Major Incident Management AI-application live!

What is Incident Management?

Incident management (IM) is the process to recover a service that does not function properly or is unavailable. A service disruption can be an employee not being able to print, but also payment transactions no longer being processed or an entire company no longer being able to log into their systems. An incident is a major incident if service recovery is critical to the performance of an organisation.

IM protects the ability to do business and avoids costs of non-productivity. Certain services, such as internet banking or iDEAL, have such importance for society that there are legal uptime requirements (and penalties for non-compliance). Issues with these services often escalate to major incidents.

Improving system availability

The new AI application improves the availability of systems by:

Ensuring uniform process execution by experts
Reducing major incident handling time
Preventing incidents from escalating to major incidents

The new application will contribute to a critical business process for the entire bank.

‘Model = Application’ using advanced AI

The structuring methodology of Knowledge Values helped to create a goal-oriented model of the (major) incident process. The advanced Match™ AI and Data Enterprise Platform facilitates the paradigmatic principle that model = application which allows the model to be immediately used by Major Incident Managers (MIMs) to guide them through the process. By consistently using the application within the IM process, uniform process execution is now guaranteed.

Servicenow integration reduces handling time

Once an incident has escalated to a major incident, the responsibility for service recovery is transferred to a MIM. To support the MIM, the application is integrated with the incident administration system ServiceNow. Information about the incident — the service, its importance to the organisation and the potentially involved IT architecture — is automatically retrieved and presented to the MIM. An employee can also enter other essential incident information. The result is an overview of the incident that the MIM can use to kick-start the service recovery.

Automatic progress reporting to stakeholders

The application automatically generates reports during the major incident process (see figure). Benefits:

Siloed information becomes common knowledge.
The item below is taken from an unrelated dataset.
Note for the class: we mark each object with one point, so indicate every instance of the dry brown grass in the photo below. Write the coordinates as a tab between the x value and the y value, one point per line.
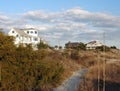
90	82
This reduces the chance of costly inappropriate actions based on misinformation or misunderstandings. Also, less time has to be spent distributing information.
Management is always up-to-date on the progress of service recovery. The MIM can focus on service recovery and spend less time informing stakeholders.
The step-wise service recovery progress is automatically saved in a retrospective document. With this document, the incident can be easily analysed afterwards. Without such a feature, reconstructing what happened is difficult, as documenting with precision is difficult during a major incident.

Preventing major incidents

The application should contribute to the goal of preventing incidents from escalating to major incidents, or even prevent incidents from occurring at all. The retrospective document helps identifying structural improvements based on lessons learned during the incident.

A possible future step is the implementation of the application in the normal incident process. The expectation is information gathering functionality will empower employees in the incident proces to solve incidents themselves. The consequence would be that less incidents escalate to major incidents. This is the ideal situation as the best way to handle a major incident is to prevent it.

What’s next?

The disruptive flexibility of The Match™ Technology Platform allows feedback of the MIMs to be quickly integrated into the model. This means that MIM knowledge can be continuously integrated in the application and directly applied during major incidents. The automatically generated documentation during the proces will prove to stakeholders that there is an unprecedented level of control that will contribute strongly to system and service availability.